Cizik on “It’s God’s creation. Let’s protect it.”

This Notre Dame game is too awful to watch, so I’m distracting myself with this article on creation care in the Washington Post by Rich Cizik. A few too many nods to the national narrative for me, but a good reminder nonetheless to preserve the land we live on.

Here’s an excerpt:

If my own two sons, ages 20 and 22, are any indication, they fear that powerful lobbies have the power to purchase at will the Congress and the White House. The public’s land and resources are too easily turned over to the “drill, baby, drill” gang.

Sadly, they are right. What’s happening is clear: This land, our land, the public’s land, is being seized in ever increasing measure for development. More precisely, it is being leased to oil and gas companies.

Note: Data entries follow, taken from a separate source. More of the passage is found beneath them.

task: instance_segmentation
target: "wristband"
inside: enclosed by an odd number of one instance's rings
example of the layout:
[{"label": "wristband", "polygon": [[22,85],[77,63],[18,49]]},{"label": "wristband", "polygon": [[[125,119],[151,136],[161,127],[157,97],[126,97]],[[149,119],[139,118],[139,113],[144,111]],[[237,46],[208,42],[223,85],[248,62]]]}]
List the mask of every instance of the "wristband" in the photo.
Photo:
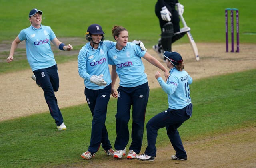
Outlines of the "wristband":
[{"label": "wristband", "polygon": [[63,47],[66,45],[65,44],[64,44],[63,43],[62,43],[61,44],[60,44],[60,45],[59,45],[59,49],[60,50],[64,50],[64,49],[63,49]]}]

It is my worst nightmare to awake from camping, as I did this summer next to the French Broad River in North Carolina, to discover a bull-dozer clearing the public land for an oil rig. But this isn’t a bad dream, it’s commonplace around this land of ours. . . .

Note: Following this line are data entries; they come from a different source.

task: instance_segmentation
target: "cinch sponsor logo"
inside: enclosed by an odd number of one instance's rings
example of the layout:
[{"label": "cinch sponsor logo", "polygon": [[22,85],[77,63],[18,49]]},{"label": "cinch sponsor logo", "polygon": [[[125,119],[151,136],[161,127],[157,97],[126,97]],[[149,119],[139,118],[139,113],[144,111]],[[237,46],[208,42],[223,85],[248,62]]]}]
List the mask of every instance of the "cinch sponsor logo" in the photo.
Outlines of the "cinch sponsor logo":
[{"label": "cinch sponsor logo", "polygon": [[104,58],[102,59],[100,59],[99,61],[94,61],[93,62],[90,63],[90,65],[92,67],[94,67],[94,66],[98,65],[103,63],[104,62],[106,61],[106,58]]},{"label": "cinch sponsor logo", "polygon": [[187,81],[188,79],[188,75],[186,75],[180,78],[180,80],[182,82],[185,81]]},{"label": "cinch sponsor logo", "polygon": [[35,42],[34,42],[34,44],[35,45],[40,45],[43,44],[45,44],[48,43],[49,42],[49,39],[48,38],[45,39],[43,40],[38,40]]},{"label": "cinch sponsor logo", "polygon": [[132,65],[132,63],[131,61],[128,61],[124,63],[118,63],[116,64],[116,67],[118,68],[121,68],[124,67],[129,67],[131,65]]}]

It’s about saving a bit of God’s gift of plentiful natural resources for future generations. Call it a campaign to “save a bit of heaven.”

Why cast it this way? The New Testament scholar N.T. Wright in his book “Simply Jesus” puts it as follows: “Within Jesus’s world, the word ‘heaven’ could be a referent way of saying ‘God,’ and in any case, part of the point of ‘heaven’ is that it wasn’t detached, wasn’t a long way off, but was always the plan from which ‘earth’ was to be run. When, in the book of Daniel, people speak about ‘the God of heaven,’ the point is that this God is in charge on earth and will eventually set up his own kingdom there.”